Lamb, who was the runner-up in the leadership contest in 2015, has told the Politico news website that he holds no grudges with his former colleagues but was heavily critical of the party’s pro-Remain politicians.
He explained: “I was a Remainer but a Remainer who believed we had to find a compromise”.
Criticising pro-Europeans in the Labour Party too, the former health minister said he believed it was a “historic miscalculation” that politicians supported a second referendum stance to attempt to cancel Brexit without looking at alternatives.
He said: “I worked alongside Stephen Kinnock and many others to make the case for that close relationship with the EU rather than intransigence.
“And I felt that the stance of the party, together with the pro-Europeans in the Labour Party… was a sort of historic miscalculation because we’ve ended up in a far worse position than we would have been in had we been willing to compromise.
“We would have avoided, for example, the massive risk in Northern Ireland.”
Referencing the series of indicative votes proposed to parliament in March 2019, Lamb said MPs’ failure to compromise led to a hard Brexit.
He was the only member of his party to vote for a plan that sought to continue membership of the single market, while he was one of just two that backed a customs union proposal.

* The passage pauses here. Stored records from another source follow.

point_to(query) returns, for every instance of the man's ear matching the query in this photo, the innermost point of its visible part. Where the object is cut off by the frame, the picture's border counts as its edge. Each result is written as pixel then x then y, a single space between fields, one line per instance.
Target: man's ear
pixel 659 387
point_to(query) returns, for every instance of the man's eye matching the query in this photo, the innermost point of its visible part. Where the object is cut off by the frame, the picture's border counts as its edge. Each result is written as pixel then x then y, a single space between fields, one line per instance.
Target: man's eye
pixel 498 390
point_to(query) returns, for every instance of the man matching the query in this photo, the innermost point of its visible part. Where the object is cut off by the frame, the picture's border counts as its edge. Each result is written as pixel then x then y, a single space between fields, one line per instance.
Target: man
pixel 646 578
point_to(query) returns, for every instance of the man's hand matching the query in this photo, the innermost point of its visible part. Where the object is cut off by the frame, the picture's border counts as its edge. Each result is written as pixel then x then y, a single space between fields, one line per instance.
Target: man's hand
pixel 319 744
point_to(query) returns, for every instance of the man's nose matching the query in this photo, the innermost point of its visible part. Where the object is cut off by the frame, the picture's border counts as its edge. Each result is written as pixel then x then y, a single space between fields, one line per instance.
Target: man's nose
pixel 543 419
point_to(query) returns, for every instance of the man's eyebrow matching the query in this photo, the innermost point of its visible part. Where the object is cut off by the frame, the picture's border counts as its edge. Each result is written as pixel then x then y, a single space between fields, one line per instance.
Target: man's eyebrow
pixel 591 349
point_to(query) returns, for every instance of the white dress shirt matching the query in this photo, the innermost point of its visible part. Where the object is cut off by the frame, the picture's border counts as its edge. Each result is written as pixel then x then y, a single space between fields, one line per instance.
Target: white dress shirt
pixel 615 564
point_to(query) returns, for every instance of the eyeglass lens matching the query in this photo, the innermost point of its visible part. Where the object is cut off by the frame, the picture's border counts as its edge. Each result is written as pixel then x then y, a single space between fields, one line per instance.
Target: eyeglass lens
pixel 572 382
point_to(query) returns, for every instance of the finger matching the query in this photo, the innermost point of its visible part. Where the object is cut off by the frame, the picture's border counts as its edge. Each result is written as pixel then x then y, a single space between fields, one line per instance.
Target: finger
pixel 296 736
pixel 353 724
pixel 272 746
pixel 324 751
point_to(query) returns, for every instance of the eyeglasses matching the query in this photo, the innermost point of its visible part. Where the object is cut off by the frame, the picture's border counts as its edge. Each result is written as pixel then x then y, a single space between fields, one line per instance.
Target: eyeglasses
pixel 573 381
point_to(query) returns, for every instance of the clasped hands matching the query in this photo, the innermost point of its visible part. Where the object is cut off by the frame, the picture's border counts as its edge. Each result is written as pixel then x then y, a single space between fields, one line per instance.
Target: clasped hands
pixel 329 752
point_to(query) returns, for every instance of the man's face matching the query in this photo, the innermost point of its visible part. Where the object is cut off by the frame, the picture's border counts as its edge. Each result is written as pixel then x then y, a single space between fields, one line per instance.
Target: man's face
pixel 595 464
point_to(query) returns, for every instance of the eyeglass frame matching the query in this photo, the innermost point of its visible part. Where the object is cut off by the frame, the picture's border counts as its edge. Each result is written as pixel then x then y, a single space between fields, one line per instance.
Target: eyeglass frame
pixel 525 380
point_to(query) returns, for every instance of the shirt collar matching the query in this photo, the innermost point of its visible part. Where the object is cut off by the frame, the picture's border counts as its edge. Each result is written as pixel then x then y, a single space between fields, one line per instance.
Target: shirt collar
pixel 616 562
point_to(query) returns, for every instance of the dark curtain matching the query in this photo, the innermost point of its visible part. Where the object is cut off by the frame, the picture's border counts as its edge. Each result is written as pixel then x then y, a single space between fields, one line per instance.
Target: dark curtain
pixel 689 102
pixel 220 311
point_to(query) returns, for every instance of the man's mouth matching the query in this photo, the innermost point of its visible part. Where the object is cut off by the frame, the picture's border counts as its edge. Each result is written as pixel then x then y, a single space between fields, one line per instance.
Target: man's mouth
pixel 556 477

He added: “The straw that broke the camel’s back was those indicative votes. I worked with Oliver Letwin as part of that little group of cross-party MPs… to get an opportunity for parliament to vote on alternatives.
“And then parliament spectacularly managed to vote against every alternative. And for the pro-Europeans to vote against the customs union to vote against a Norway option, I just found it massively dispiriting.
“And I found myself very isolated. So I just wanted to take a step back.”
In April 2019 Lamb warned that his party risked becoming the “mirror image” of the European Research Group (ERG) because of its stance on Brexit, saying they were “stuck in a trench not moving”.
The Lib Dems went on to enter the 2019 general election campaign with a policy to revoke Article 50, but later insisted it would only happen if they were elected with a majority.